Monday 1 June 2015

Are the Canadiens hamstrung by the need to hire a French-speaking head coach?

Due to a bit of sourness, because the Canadiens were bounced out of the playoffs, Anglophone Habs fans are resuscitating the great “having to hire a French-speaking coach is a handicap for the Canadiens” debate.

I remember the summer of 2012, so many on HockeyInsideOut moaned about this set of handcuffs on the franchise, yet no one could come up with an objectively better candidate for the GM position or the coach position who was actually available.

There were reports that the Canadiens sniffed around Jim Nill, but he was not willing to leave Detroit at the time.

Same with the Babcock rumours, he was under contract with Detroit at the time, was as unavailable as Evgeni Malkin and Ryan Getzlaf are.

For fun, here’s a list of coaches who have been hired in the rough timeframe that the Canadiens were in the market for a Head Coach:

Mike Yeo
Kirk Muller
Paul McLean
Dale Hunter
Glen Gulutzan
Kevin Dineen
Randy Cunneyworth
Ron Rolston
Adam Oates
Ralph Krueger
Jon Cooper

I don’t see a Scotty Bowman in this group. No Knute Rockne.

Yet somehow, the Canadiens were running a race they couldn’t win, because they couldn’t avail themselves of this great group of coaching talent.

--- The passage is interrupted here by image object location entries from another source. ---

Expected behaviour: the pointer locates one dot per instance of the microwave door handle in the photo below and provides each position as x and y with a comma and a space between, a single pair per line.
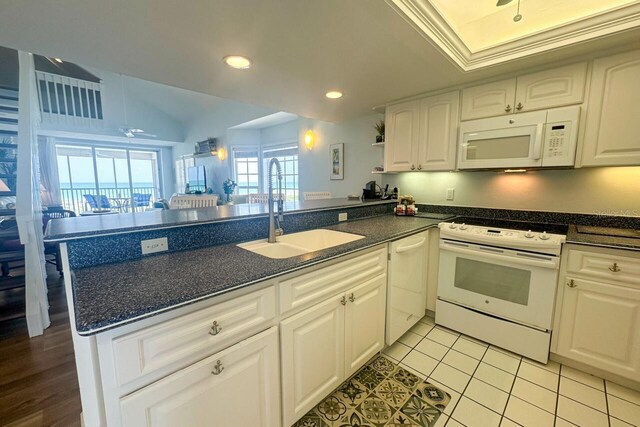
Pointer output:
549, 263
537, 142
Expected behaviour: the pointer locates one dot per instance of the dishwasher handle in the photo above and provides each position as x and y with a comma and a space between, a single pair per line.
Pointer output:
402, 249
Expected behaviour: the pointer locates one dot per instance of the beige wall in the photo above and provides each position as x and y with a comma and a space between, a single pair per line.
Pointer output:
611, 191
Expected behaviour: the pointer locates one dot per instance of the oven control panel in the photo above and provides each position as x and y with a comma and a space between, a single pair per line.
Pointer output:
501, 236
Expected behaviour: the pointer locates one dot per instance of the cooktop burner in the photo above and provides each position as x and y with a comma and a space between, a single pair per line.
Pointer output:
514, 225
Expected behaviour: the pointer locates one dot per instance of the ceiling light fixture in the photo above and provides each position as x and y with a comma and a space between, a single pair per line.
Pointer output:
238, 62
333, 94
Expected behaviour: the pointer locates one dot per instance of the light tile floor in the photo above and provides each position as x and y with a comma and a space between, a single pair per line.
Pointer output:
490, 386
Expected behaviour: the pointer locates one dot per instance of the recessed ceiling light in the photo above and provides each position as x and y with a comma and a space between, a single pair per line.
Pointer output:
236, 61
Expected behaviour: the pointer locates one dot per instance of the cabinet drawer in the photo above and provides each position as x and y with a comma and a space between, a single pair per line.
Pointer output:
175, 343
239, 386
612, 265
318, 285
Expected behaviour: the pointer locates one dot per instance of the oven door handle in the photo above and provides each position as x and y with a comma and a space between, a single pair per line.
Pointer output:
411, 247
533, 260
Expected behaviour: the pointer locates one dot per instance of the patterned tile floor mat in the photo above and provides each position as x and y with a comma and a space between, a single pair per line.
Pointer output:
380, 394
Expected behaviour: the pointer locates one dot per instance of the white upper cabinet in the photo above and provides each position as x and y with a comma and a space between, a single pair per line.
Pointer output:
612, 132
422, 134
438, 132
551, 88
492, 99
537, 91
401, 136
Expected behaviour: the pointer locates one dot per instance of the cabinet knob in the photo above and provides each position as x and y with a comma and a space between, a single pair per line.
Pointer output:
218, 368
215, 328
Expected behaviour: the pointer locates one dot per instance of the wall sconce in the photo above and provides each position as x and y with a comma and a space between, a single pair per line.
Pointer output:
309, 139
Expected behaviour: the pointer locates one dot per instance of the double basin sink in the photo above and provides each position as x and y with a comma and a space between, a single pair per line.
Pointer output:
290, 245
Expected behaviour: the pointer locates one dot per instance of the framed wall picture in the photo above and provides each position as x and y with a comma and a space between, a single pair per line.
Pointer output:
337, 161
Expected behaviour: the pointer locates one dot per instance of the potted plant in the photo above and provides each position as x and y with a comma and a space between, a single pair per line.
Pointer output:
379, 126
229, 186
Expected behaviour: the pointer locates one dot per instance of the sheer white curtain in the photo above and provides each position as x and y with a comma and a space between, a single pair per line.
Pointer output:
50, 183
28, 205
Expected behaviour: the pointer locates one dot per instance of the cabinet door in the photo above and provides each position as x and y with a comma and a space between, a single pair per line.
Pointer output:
489, 100
612, 133
438, 132
551, 88
407, 284
364, 323
243, 390
599, 326
401, 136
312, 348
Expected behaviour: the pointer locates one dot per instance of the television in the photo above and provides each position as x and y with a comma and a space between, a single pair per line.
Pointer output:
197, 178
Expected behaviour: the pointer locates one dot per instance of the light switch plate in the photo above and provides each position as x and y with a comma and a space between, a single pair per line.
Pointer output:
450, 193
154, 245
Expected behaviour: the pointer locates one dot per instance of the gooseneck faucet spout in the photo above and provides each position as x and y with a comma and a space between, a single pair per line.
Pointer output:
275, 223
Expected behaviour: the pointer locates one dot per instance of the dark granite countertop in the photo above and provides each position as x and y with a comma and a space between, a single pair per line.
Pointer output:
111, 295
84, 226
617, 242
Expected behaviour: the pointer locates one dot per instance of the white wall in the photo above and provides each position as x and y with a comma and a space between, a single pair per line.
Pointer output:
314, 166
215, 124
360, 157
612, 190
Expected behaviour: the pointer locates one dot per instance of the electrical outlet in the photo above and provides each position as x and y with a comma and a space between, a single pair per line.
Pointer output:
450, 193
154, 245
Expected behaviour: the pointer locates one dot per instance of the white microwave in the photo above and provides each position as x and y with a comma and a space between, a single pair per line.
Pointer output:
527, 140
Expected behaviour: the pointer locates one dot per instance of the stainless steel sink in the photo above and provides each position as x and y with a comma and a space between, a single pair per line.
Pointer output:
290, 245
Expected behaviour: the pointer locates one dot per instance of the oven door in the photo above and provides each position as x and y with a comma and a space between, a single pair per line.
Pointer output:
510, 284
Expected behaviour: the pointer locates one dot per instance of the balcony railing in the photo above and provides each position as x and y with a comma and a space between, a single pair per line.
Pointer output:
69, 101
120, 199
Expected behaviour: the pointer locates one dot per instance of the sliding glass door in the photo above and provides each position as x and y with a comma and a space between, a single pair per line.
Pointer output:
117, 179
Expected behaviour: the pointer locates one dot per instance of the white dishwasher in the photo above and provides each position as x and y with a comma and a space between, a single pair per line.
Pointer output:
407, 284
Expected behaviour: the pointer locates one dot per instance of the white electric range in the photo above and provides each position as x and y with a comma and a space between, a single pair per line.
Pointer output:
499, 285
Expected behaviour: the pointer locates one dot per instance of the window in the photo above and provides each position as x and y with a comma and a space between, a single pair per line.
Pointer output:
182, 166
117, 178
246, 169
288, 158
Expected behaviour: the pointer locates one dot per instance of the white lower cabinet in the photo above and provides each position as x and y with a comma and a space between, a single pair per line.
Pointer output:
599, 326
237, 386
407, 284
324, 344
312, 357
598, 316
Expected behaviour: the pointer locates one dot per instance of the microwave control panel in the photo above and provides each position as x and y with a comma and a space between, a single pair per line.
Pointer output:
555, 139
560, 137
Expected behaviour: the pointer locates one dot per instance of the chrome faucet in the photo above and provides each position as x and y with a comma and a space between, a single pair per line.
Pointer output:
275, 220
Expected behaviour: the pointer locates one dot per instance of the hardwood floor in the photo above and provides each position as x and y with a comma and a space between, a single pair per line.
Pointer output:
38, 381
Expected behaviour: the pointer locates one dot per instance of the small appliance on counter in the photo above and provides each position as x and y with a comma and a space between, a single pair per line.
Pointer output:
406, 206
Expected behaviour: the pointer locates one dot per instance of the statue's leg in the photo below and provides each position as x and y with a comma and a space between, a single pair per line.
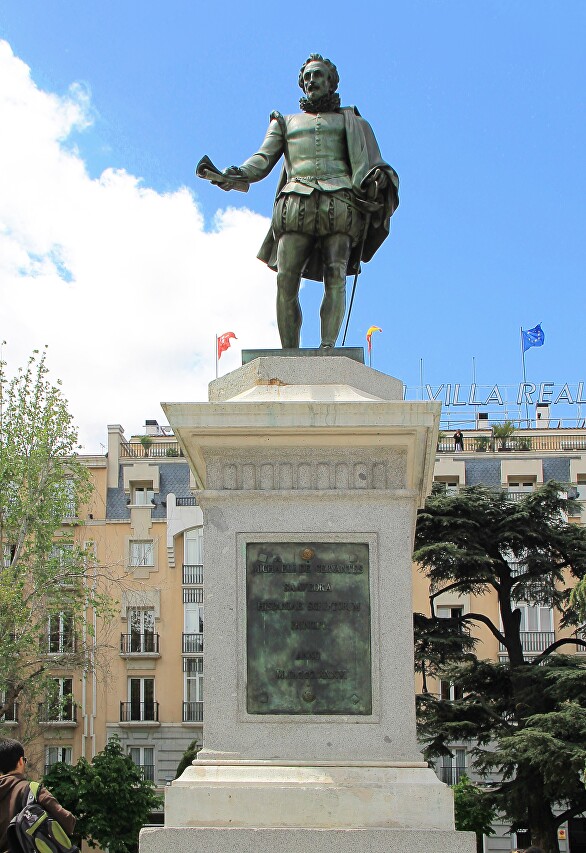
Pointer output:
292, 254
336, 254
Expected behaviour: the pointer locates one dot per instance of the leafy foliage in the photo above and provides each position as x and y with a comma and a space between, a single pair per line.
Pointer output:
188, 757
111, 799
473, 810
526, 717
44, 599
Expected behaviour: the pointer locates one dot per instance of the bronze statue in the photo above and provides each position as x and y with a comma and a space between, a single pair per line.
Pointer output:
334, 199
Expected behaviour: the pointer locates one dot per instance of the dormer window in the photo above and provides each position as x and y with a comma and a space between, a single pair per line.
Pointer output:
143, 495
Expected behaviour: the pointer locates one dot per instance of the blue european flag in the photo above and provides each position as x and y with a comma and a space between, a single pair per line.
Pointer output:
533, 337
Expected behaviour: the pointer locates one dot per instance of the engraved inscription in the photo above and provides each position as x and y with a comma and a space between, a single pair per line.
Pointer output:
308, 628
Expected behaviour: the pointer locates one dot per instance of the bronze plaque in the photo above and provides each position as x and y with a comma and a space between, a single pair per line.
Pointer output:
308, 628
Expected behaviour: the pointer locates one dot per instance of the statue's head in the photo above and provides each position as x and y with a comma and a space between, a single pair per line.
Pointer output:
318, 77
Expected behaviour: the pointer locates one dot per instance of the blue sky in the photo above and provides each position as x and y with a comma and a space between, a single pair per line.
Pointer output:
479, 106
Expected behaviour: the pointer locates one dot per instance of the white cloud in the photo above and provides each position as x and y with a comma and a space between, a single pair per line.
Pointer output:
121, 281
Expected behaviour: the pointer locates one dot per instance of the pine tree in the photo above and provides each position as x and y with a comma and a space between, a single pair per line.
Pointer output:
527, 717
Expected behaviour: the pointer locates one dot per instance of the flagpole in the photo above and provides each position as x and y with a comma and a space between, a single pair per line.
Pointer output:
524, 379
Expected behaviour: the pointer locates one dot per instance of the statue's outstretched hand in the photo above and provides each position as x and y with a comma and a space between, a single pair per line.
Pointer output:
231, 170
375, 182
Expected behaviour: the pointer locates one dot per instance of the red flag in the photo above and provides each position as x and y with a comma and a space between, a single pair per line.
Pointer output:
369, 336
224, 342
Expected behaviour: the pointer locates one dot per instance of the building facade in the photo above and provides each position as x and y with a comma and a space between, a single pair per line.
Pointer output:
143, 523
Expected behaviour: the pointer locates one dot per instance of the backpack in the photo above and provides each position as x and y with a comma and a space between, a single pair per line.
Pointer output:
32, 830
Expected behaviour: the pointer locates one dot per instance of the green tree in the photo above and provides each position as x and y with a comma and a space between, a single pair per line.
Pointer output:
527, 717
110, 797
473, 812
44, 597
188, 757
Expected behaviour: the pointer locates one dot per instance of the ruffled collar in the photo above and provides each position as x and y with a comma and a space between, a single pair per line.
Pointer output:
328, 104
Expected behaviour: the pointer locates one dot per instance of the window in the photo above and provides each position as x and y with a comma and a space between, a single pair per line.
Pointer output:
141, 629
65, 564
447, 611
57, 755
517, 488
535, 618
10, 714
142, 552
193, 690
450, 485
8, 552
60, 707
142, 495
61, 636
453, 767
193, 547
144, 758
192, 620
450, 692
141, 699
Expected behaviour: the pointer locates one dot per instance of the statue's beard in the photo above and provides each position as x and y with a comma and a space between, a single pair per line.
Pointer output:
327, 104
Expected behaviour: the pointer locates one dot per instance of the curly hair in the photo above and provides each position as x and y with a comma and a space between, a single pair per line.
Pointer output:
333, 75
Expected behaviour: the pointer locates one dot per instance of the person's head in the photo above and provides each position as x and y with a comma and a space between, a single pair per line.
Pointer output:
318, 77
11, 756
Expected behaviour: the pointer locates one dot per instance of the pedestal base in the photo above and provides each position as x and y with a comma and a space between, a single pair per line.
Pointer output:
302, 840
320, 796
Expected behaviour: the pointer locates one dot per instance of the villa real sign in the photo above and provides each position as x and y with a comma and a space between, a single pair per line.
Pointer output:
545, 393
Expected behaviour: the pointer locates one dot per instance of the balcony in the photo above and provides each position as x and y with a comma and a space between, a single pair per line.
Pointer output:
192, 575
156, 450
451, 775
58, 715
135, 645
548, 440
139, 712
192, 644
533, 642
147, 771
49, 767
193, 712
10, 715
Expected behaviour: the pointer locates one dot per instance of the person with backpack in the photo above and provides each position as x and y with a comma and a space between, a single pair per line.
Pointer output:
14, 796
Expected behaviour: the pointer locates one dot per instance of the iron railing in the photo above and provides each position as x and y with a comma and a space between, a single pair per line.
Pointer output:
533, 642
192, 574
156, 450
139, 712
10, 715
139, 644
147, 771
521, 441
452, 775
193, 712
54, 713
59, 643
192, 643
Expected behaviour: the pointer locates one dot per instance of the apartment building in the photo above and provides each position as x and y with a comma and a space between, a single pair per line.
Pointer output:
145, 527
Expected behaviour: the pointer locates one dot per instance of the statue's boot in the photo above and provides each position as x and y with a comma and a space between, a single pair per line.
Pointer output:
288, 310
333, 306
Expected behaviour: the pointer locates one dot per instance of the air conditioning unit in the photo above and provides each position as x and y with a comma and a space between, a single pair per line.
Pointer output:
542, 415
481, 420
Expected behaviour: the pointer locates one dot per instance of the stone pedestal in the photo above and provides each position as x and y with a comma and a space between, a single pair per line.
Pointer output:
300, 461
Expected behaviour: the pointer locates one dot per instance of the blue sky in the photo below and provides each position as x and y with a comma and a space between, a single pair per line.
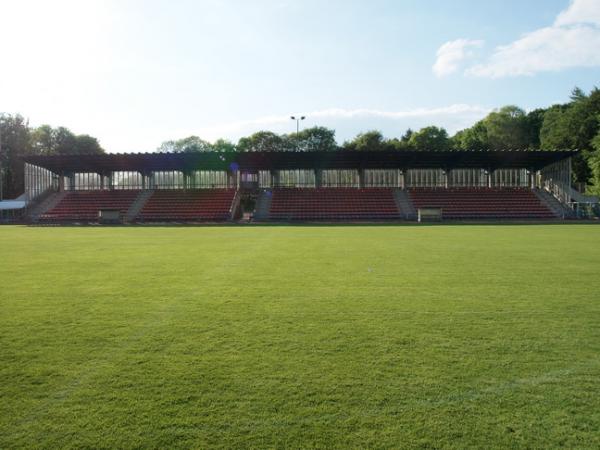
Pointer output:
136, 73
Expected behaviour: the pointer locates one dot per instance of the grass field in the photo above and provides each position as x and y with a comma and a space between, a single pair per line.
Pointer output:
358, 336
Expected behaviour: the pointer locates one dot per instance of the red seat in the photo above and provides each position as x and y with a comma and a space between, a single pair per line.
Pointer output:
333, 204
183, 206
83, 206
482, 203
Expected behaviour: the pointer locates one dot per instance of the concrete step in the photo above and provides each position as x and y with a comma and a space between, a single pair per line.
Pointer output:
137, 206
263, 205
45, 205
559, 209
404, 204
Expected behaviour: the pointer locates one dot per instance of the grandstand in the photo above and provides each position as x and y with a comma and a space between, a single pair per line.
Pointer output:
298, 186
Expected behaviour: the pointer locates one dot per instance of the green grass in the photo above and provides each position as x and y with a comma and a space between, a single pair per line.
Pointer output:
365, 336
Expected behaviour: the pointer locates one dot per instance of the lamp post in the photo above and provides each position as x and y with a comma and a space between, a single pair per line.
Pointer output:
1, 168
298, 119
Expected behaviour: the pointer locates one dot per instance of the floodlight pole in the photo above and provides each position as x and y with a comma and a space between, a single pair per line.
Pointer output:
1, 168
298, 119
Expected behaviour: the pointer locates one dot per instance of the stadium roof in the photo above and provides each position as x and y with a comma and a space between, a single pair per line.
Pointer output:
147, 162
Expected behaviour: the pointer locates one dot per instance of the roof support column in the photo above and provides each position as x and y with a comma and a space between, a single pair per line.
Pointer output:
318, 178
61, 182
71, 180
233, 179
111, 181
275, 178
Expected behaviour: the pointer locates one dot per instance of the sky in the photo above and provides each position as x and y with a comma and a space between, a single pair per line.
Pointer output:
135, 73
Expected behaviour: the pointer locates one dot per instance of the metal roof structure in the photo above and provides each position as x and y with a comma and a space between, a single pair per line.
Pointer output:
152, 162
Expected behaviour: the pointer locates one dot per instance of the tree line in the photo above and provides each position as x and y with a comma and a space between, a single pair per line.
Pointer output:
572, 125
18, 140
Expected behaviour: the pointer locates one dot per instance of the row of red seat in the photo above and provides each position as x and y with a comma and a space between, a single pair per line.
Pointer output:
84, 205
333, 204
197, 205
482, 203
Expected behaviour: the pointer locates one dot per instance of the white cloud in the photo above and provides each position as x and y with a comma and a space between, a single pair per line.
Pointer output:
572, 41
451, 54
452, 117
580, 11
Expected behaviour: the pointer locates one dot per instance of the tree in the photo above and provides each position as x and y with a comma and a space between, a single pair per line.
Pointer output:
506, 128
533, 124
189, 144
574, 125
474, 138
368, 141
430, 138
87, 145
46, 140
407, 135
263, 141
223, 146
16, 143
315, 139
594, 163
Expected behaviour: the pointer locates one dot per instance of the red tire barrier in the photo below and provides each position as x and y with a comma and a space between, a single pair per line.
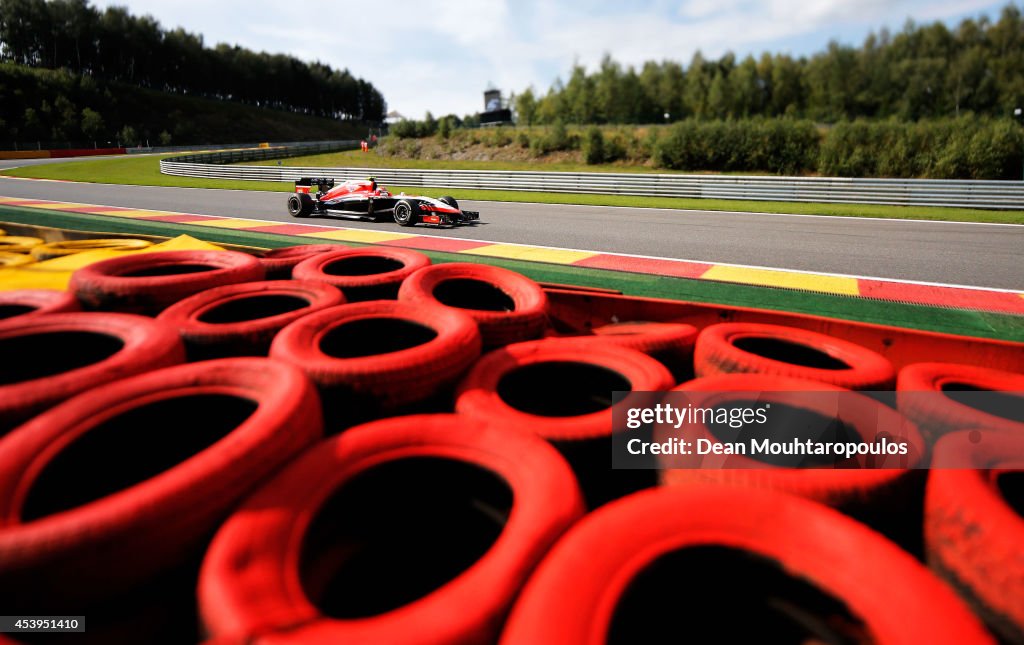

Also, Bob Hartley was reportedly in the running for a job, but signed with Calgary because the Canadiens' search was taking too long.  And he's done a bangup job in the three seasons he's been there, had his contract extended by the brass this season for a job well done.

And HIO was pretty much dead-set against hiring him also. According to most, he was a goon coach who’d lose his marbles, dishonor the franchise and take the team down to the bottom of the standings.

I often read that we should "hire the best-qualified person regardless of language".

Yet Dan Bylsma just got hired by the Sabres, and had been out of hockey for a year, got passed over for at least a couple jobs.

Willie Desjardins got hired by the Canucks last summer after a lengthy coaching career in which he never had a shot as a head coach in the NHL.

The Flyers ignored a lot of the coaches that we’d think were the best-qualified in favour of Dave Hakstol, a relative unknown, at least in NHL hockey fan circles.

So I have to ask, what does it mean to be the “best qualified”? What are the objective criteria?

Is it not possible that the criteria differ from Montréal to Tampa to Vancouver to Toronto? That they’re not so objective?

Practically, someone would be hard-pressed to argue that the extra hurdle a potential head coach has to clear to get the job in Montréal.  Here's a list of head coaches hired by the Canadiens, and then the coaches employed by other teams in the same period of time, teams who didn't have this limit to their coaching search.
Montréal: Pat Burns, Michel Therrien, Alain Vigneault, Claude Julien, Guy Carbonneau, Bob Gainey, Jacques Martin.
Toronto: Pat Burn, Nick Beverley, Mike Murphy, Pat Quinn, Paul Maurice, Ron Wilson, Randy Carlyle, Peter Horachek, Mike Babcock.
Calgary: Pierre Pagé, Brian Sutter, Don Hay, Greg Gilbert, Al MacNeil, Darryl Sutter, Jim Playfair, Mike Keenan, Brent Sutter, Bob Hartley.
Ottawa: Jacques Martin, Roger Neilson, Jacques Martin, Bryan Murray, John Paddock, Bryan Murray, Craig Hartsburg, Cory Clouston, Paul MacLean, Dave Cameron.
So it's not as if the other teams just hit bullseye after bullseye, and we missed the fairway every time.  It's arguable that the Canadiens have had the best list of coaches in this group.  Despite the language requirement.